Ulrich Schwarz
Institute for Theoretical Physics and BioQuant
Heidelberg University
Philosophenweg 19
69120 Heidelberg
Ulrich Schwarz
... is a theoretical physicist with a strong interest in biological systems, especially if they involve mechanics and force. He studied physics and history of science at Freiburg University, Johns Hopkins University (Baltimore, MD, USA), and LMU Munich. He worked on his PhD in soft matter physics with Gerhard Gompper at the Max Planck Institute of Colloids and Interfaces and received his doctorate in theoretical physics from Potsdam University in 1998. After two years of postdoctoral work with Sam Safran at the Weizmann Institute at Rehovot, Israel, he started his own independent research group on modelling cell adhesion and mechanics, which was supported by the German Research Foundation (DFG) through the Emmy Noether program. Initially at the MPI at Potsdam, in 2005 he moved his group to the newly founded Center for Modelling and Simulations in the Biosciences (BIOMS) at Heidelberg. In 2007 he moved into the newly opened BioQuant-Center on the science campus Im Neuenheimer Feld. In 2008 he was appointed full professor for theoretical biophysics at the Karlsruhe Institute of Technology (KIT). In 2009 he moved back to Heidelberg as professor for theoretical physics at the Institute for Theoretical Physics (ITP), but keeping a second affiliation with the BioQuant. At Heidelberg, Ulrich Schwarz is also a member of the Interdisciplinary Center for Scientific Computing (IWR), of the excellence clusters STRUCTURES and 3DMM2O, of the Max Planck School Matter to Life, of the Flagship Initiative Molecular Systems Engineering and of the CRC 1129 on Integrative Analysis of Pathogen Replication and Spread. In SPP 2332 PoP, he is member of the Steering Committee.

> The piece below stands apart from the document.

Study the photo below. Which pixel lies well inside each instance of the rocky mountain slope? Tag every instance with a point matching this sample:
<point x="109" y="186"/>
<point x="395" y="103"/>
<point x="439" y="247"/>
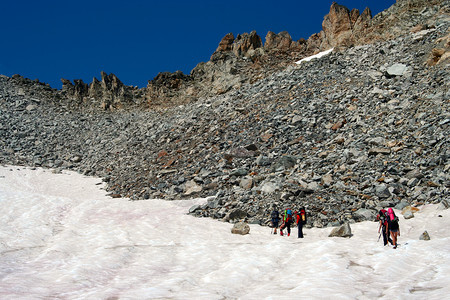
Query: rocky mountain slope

Since 2009 full professor for theoretical physics at Heidelberg
2008 full professor for theoretical biophysics at KIT
2005-2008 BIOMS group leader at Heidelberg
2000-2008 Emmy Noether group leader, first at MPI Potsdam, then at U. Heidelberg
1998-2000 Postdoc at the Weizmann Institute, Israel
1998 PhD at Potsdam University
Research synopsis
When the Schwarz group moved to Heidelberg in 2005 it started to work on the physics of pathogens, including viruses such as HIV and parasites such as Plasmodium, the causative agent of malaria. Together with the Frischknecht lab, we started to investigate the gliding motility of malaria sporozoites, the slender and curved forms that enter the skin. Using traction force microscopy, we showed that the parasite exerts strong forces at the front and rear, and that its force and adhesion patterns are very variable, even when migrating on a flat and homogeneous substrate (Münter et al. Cell Host Microbe 2009). We then studied in detail how sporozoites move in structured environments, in particular in microfabricated pillar arrays (Battista et al. Physical Review E 2014). More recently, we helped the Frischknecht lab to explain why the number of microtubules changes as a function of tubulin expression and why a sufficiently large number is required for successful infection (Spreng et al. EMBO J. 2019). Very recently, we discovered that large numbers of sporozoites from the salivary glands of the mosquito can undergo collective migration in the form of rotating vortices that then can be used to analyse the role of mechanics for sporozoite migration (Patra et al. Nature Physics 2022). In P8 of the SPP 2332 PoP, we now aim to identify the underlying molecular mechanism, in particular what determines the chiral nature of the migration of malaria sporozoites.
In the context of CRC 1129, we also work on the blood stage of malaria infections, in close collaborations with the groups of Michael Lanzer (parasitology) and Motomu Tanaka (physical chemistry) at Heidelberg. In general, we are interested in the molecular determinants of cytoadhesion of malaria-infected red blood cells, which prevents their clearance by the spleen. Recently we were able to show that the central parasite protein KAHRP relocalizes from the ankyrin to the actin junctions during the course of an infection (Sanchez et al. Mol. Microbiol. 2021) and to explain why this comes with a dynamical increase in RBC-stiffness (Jäger et al. PLOS Comp. Biol. 2022).